Similarly, before Detective Laprocina entered the Residence, authorities likely had probable cause to obtain a warrant to search the Residence. Instead of obtaining a warrant, Detective Laprocina entered the property without one. If the Court accepted the Government's position that it `could have obtained a warrant,' it "would completely obviate the warrant requirement and would constitute ... a radical departure from the Fourth Amendment warrant requirement precedent." United States v. Haddix, 239 F.3d 766, 768 (6th Cir. 2001).

Furthermore, by accepting the Government's argument under the inevitable discovery doctrine in this scenario, the Court would be establishing a crime scene exception to the Fourth Amendment. The Government rightly does not advocate for that exception as the Supreme Court has been clear that no such exception exists. See Mincey v. Arizona, 437 U.S. 385, 98 S.Ct. 2408, 57 L.Ed.2d 290 (1978); Thompson v. Louisiana, 469 U.S. 17, 105 S.Ct. 409, 83 L.Ed.2d 246 (1984).

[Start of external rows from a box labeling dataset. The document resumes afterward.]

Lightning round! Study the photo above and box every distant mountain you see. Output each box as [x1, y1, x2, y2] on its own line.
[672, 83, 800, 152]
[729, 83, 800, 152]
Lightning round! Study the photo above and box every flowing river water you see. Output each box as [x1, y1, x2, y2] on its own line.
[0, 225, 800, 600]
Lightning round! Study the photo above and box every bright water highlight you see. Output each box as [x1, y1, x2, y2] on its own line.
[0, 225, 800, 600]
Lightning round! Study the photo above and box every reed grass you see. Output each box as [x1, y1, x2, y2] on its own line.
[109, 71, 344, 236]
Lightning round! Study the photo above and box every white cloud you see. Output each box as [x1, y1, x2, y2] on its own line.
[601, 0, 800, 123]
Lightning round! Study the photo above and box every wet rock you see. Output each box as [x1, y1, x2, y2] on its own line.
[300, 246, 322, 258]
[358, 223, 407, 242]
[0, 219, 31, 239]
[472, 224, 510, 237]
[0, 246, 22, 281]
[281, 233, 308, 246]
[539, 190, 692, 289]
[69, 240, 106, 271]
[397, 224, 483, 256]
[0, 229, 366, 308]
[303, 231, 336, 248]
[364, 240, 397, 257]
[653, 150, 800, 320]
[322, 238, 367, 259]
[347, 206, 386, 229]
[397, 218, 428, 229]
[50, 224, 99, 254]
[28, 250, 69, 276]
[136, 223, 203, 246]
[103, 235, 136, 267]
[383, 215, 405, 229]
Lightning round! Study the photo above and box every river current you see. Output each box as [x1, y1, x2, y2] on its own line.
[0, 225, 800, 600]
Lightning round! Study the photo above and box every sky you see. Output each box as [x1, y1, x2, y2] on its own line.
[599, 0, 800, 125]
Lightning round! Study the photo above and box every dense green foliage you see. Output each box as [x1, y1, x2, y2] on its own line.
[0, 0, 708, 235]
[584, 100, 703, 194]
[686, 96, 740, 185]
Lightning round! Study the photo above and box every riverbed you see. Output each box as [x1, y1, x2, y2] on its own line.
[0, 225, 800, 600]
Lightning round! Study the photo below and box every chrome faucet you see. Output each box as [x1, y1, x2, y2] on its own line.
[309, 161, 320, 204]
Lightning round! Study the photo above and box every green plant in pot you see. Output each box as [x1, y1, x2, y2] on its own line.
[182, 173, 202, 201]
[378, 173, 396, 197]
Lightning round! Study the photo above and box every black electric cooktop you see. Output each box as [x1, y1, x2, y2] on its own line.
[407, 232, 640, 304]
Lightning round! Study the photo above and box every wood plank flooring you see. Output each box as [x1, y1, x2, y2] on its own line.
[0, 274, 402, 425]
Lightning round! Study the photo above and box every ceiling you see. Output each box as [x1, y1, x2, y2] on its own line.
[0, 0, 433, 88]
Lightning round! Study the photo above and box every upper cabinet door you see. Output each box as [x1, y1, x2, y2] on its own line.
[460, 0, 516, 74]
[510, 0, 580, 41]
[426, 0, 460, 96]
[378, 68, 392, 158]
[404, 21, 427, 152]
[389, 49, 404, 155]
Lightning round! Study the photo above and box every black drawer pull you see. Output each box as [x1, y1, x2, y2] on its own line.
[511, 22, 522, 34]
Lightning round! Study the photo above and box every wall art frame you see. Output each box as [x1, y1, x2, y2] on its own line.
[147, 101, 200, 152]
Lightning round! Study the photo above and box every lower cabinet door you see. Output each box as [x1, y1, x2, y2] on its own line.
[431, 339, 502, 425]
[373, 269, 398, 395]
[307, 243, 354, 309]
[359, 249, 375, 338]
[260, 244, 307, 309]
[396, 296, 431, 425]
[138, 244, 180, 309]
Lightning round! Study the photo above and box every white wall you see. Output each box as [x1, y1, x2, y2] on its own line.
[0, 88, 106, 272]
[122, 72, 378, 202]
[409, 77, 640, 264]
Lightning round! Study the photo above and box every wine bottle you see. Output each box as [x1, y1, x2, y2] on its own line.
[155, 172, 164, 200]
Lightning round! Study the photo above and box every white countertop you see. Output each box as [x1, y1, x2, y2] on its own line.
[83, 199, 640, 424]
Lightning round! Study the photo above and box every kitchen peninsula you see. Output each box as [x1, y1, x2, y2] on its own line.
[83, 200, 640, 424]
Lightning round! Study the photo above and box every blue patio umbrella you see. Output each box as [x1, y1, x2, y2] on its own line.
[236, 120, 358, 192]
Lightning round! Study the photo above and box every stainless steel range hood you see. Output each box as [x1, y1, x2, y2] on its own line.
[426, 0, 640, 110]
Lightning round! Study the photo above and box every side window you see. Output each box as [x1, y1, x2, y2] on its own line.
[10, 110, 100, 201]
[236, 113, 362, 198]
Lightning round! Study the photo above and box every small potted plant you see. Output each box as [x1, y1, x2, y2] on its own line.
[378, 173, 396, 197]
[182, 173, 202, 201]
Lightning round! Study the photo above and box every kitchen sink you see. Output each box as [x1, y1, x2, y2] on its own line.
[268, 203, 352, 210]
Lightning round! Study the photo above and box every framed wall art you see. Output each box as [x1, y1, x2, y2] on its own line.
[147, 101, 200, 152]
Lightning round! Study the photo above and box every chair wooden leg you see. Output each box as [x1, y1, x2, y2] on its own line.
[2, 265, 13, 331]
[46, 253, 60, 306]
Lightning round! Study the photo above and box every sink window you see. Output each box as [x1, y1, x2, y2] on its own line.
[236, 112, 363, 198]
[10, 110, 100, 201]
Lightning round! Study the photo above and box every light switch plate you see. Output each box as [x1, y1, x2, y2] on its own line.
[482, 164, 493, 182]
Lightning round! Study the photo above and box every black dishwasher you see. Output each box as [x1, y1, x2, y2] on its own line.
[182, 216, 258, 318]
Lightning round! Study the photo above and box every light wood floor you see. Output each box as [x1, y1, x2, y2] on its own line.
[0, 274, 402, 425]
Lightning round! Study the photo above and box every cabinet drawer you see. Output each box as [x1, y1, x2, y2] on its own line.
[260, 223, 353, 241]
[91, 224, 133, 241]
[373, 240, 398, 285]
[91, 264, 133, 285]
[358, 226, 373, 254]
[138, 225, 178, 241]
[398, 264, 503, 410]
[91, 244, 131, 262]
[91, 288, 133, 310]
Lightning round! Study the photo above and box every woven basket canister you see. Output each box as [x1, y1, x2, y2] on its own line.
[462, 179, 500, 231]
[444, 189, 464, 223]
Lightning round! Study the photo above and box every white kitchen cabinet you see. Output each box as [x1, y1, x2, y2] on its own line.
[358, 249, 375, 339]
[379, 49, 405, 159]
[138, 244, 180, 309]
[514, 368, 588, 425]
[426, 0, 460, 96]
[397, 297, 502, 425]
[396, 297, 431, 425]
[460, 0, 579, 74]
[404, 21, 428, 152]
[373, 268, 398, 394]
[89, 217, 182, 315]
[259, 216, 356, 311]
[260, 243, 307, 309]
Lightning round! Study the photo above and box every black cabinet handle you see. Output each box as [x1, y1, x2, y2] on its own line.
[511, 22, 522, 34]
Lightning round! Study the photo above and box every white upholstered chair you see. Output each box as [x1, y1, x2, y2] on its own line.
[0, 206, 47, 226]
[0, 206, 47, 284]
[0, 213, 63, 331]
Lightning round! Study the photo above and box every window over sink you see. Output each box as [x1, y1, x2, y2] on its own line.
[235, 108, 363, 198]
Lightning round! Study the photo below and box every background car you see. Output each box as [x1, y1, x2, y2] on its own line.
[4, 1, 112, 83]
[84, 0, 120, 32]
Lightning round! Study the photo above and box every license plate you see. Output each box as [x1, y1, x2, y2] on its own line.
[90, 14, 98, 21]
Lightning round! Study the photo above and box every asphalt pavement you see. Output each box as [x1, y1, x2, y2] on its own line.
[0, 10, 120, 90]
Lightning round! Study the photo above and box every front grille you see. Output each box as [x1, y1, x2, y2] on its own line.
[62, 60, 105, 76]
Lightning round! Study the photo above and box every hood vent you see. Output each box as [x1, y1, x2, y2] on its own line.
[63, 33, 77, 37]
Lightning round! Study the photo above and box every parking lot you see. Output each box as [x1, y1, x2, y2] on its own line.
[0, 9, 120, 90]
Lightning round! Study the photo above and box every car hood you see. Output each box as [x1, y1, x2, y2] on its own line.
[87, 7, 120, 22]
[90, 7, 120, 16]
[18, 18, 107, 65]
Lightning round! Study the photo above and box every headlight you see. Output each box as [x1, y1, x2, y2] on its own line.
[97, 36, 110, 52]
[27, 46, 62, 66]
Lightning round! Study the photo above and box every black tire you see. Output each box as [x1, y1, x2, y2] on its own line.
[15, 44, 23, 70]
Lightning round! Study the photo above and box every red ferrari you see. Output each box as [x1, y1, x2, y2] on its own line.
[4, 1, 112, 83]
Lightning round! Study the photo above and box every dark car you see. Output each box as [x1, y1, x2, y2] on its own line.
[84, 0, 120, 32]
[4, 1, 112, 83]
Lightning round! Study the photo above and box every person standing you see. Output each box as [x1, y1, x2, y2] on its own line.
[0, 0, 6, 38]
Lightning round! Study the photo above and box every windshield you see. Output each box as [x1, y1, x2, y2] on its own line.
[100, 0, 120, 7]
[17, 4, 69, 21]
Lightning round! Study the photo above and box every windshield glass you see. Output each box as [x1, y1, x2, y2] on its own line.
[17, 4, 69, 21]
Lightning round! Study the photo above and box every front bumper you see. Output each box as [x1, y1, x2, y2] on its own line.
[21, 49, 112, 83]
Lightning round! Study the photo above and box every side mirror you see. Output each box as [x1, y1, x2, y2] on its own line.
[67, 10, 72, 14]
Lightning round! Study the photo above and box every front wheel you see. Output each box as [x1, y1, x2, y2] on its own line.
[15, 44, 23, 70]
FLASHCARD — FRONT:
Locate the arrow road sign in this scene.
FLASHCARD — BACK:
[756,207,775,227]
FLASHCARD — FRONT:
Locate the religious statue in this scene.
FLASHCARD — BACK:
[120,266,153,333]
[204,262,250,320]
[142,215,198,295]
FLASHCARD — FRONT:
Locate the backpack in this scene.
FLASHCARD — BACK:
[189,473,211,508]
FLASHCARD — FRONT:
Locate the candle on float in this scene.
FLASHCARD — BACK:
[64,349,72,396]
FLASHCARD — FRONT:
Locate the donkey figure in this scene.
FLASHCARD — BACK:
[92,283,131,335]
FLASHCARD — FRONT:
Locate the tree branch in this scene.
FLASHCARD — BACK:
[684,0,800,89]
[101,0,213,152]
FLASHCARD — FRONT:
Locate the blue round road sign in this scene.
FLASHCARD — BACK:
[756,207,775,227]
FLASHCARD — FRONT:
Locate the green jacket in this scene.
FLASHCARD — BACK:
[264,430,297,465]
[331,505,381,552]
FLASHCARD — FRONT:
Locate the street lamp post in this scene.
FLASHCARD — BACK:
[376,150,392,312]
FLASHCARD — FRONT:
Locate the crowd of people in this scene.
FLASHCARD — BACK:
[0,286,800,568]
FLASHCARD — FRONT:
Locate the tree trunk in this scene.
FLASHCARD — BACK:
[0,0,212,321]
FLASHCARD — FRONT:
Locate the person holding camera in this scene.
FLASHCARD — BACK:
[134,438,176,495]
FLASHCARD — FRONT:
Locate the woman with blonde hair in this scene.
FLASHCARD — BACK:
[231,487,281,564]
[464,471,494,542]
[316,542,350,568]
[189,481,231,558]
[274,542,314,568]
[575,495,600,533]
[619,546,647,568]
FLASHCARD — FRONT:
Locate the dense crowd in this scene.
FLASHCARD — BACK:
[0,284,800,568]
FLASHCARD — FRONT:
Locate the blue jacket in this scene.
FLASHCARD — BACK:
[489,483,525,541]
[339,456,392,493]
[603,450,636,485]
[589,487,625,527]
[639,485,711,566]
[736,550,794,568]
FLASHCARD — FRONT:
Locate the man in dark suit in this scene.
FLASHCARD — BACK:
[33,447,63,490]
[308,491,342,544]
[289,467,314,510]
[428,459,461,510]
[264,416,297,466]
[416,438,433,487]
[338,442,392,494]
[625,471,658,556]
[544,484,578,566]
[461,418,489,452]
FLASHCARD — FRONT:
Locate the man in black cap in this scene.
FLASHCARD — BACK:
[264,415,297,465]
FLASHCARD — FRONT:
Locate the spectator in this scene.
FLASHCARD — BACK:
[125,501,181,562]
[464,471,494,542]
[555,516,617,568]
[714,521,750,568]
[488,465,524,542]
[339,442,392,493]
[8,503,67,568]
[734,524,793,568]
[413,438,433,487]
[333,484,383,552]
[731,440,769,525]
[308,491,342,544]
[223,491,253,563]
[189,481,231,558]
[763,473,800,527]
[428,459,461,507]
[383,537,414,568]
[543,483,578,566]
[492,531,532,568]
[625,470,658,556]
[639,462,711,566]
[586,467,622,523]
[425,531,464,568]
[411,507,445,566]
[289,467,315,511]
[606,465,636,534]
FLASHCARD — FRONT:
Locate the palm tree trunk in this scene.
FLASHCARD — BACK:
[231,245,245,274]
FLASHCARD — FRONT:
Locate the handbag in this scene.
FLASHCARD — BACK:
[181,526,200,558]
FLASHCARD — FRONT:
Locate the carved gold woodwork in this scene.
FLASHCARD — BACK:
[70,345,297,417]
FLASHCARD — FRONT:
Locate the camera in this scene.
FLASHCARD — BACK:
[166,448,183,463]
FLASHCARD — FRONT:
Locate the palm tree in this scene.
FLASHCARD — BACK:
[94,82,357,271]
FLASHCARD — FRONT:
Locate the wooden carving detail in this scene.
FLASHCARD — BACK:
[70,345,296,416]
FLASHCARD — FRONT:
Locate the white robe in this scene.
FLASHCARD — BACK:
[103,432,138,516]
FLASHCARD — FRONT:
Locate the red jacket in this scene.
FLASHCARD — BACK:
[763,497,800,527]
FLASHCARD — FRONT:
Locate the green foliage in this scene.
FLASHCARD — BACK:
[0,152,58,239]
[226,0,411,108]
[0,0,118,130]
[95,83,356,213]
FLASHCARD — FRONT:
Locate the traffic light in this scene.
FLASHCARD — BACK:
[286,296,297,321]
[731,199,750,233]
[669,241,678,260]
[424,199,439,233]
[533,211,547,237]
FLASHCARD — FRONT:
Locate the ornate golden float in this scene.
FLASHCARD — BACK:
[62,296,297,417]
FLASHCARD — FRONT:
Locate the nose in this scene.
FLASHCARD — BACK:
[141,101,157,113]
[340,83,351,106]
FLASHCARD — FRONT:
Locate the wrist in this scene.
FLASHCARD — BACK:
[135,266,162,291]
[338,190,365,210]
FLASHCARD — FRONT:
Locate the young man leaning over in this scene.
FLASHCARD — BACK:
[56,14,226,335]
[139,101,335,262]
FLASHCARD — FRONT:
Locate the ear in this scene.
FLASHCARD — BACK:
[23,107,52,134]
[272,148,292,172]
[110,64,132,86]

Since the Government has not established by a preponderance of the evidence either the existence of an independent, untainted investigation; or other compelling facts that demonstrate the evidence would inevitably be discovered, the inevitable discovery exception to the exclusionary rule does not apply.

III. CONCLUSION

Law enforcement did not have consent to enter the Residence a third time and process the scene for evidence related to the burglary and assault on police. And since police did not have a warrant, the third reentry was unreasonable and therefore a violation of the Fourth Amendment. Since Detective Gambill based her Affidavit for a search warrant on facts she uncovered during the third reentry, those facts must be excised from the Affidavit. Finally, the Government failed to establish by a preponderance that the evidence it seeks to introduce would have been inevitably discovered in a lawful manner. Thus, any evidence uncovered or learned about during Detective Laprocina's search of the Residence must be excluded. Defendants' Motions to Suppress are GRANTED.

IT IS SO ORDERED.

FootNotes


1. Citations to the Suppression Hearing Transcript are formatted as follows: (Doc. 69, PageID #).
2. The burden is on Defendant to demonstrate a legitimate expectation of privacy in the place searched. United States v. Mastromatteo, 538 F.3d 535, 544 (6th Cir. 2008).
3. See United States v. Washington, 573 F.3d 279, 283 (6th Cir. 2009) ("The Sixth Circuit has generously construed the Fourth Amendment as protecting nearly all overnight guests, even when the guest occupies a common area in the apartment that is not private from other residents. In certain cases, this circuit has even extended standing to challenge a search to non-overnight guests who are permitted to keep items in the residence") (citations omitted).
4. There was much focus on the two immediate searches police performed in this instance, and whether the searches were separate or one protective sweep. Since the Court finds Detective Laprocina's third search was unreasonable, the Court will not address the reasonableness of the secondary-protective search.